After getting dinner done, he woke up and was talking incoherently. I have no idea what he was saying. I imagine he was "awake" but still living out whatever dream he was having. I told him dinner was ready and he should go eat. He went out and sat at the table. Got up and decided to take off his pants. He was unable to get his feet out of his pants and got frustrated. Started crying and carrying on. I asked him what the problem was. He expressed his frustration with not being able to get his pants off and then threw a fit when I wouldn't let him take his underwear off. 

The fit continued. I touched him and he lashed out and crawled to the other side of the couch. He kicked me. I swatted his leg, lightly, and told him kicking is inappropriate. He started crying again. I asked him to stop crying so he could listen to me. He screamed at the top of his lungs at me. I don't know what he said because he screamed it so loudly it was indiscernible. At this point, I sent him to his room and told him he does not talk to me like that. 
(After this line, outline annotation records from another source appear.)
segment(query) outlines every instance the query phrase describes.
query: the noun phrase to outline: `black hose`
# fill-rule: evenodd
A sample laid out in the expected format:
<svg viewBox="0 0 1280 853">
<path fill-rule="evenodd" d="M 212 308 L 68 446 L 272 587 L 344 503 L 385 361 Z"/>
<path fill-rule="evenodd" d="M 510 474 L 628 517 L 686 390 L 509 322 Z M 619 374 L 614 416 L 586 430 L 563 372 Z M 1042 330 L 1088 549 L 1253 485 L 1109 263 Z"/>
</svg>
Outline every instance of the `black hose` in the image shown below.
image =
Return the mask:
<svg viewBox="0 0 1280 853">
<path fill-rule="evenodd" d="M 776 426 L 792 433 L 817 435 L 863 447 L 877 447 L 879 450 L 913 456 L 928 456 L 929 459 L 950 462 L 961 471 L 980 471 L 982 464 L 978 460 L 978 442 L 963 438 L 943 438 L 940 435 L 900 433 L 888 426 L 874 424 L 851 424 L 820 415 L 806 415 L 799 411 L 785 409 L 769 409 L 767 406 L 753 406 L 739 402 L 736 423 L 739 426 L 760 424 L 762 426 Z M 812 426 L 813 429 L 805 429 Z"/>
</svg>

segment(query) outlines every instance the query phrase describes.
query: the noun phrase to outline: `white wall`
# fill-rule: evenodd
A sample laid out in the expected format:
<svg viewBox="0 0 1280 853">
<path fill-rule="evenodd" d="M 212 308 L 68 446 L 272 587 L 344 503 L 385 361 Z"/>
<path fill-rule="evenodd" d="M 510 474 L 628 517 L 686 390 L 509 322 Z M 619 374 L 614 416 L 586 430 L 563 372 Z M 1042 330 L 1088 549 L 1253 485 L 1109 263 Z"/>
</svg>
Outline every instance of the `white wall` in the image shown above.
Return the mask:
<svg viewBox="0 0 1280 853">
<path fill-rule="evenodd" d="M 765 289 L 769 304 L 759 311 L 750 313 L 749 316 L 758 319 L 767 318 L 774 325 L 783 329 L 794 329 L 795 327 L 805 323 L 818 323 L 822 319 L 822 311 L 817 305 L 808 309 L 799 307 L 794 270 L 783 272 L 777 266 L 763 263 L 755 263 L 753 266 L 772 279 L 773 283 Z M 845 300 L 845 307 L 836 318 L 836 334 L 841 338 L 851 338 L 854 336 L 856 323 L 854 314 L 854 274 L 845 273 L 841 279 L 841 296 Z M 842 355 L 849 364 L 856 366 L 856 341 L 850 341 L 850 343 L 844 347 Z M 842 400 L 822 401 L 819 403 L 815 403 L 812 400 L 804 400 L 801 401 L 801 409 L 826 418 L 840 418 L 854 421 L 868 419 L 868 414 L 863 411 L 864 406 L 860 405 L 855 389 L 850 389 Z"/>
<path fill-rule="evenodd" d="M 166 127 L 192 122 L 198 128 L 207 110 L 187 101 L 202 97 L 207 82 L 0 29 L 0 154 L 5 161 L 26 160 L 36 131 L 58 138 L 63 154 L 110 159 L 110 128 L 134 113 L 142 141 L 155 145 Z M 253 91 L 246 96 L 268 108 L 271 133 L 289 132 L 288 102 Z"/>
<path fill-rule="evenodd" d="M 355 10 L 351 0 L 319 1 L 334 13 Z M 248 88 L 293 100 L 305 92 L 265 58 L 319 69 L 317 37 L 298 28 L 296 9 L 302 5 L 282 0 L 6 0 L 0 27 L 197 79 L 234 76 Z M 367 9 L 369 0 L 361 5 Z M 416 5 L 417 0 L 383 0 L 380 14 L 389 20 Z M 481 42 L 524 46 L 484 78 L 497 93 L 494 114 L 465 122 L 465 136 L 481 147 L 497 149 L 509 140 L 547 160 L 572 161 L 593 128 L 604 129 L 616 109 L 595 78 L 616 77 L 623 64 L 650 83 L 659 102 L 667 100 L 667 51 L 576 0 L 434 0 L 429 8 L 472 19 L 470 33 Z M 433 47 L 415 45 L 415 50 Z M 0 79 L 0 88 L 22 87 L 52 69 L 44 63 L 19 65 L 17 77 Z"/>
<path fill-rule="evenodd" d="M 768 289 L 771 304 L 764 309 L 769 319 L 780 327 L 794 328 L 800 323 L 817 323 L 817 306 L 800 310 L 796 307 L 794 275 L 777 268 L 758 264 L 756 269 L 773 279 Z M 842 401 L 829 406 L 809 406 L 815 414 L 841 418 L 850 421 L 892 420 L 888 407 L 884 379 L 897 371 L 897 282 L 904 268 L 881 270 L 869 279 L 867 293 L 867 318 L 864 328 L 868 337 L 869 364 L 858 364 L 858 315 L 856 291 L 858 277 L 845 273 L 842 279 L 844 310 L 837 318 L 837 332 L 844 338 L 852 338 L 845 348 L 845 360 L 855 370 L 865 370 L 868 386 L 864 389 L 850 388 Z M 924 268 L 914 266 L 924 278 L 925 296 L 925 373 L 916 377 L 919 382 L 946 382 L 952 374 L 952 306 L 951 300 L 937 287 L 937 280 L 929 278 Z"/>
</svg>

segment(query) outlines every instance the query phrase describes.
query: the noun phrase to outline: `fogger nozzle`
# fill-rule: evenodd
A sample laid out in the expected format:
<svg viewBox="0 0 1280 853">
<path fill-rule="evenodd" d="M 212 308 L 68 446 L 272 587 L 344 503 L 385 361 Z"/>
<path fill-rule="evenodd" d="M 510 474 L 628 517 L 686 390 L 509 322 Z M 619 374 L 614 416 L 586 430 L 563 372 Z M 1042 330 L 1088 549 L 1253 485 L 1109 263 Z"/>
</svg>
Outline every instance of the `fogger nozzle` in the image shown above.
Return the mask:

After he calmed down and came out from his room, he started whining about dinner and laid on the couch for a while, asking for cartoons. I told him he could watch cartoons again if he ate some dinner. He sat at the table for a while, fussing and whining and fake coughing, refusing to eat. He finally ate probably two pieces of chicken. 

I've seen some interesting behavior from this child but nothing like this. He was more emotional than I have ever seen him before. I don't understand it. I really don't get it. 

After everyone calmed down, I asked him what he was so mad about and he said he doesn't remember. 

I think he'll take a bath and then go to bed and we'll start over tomorrow.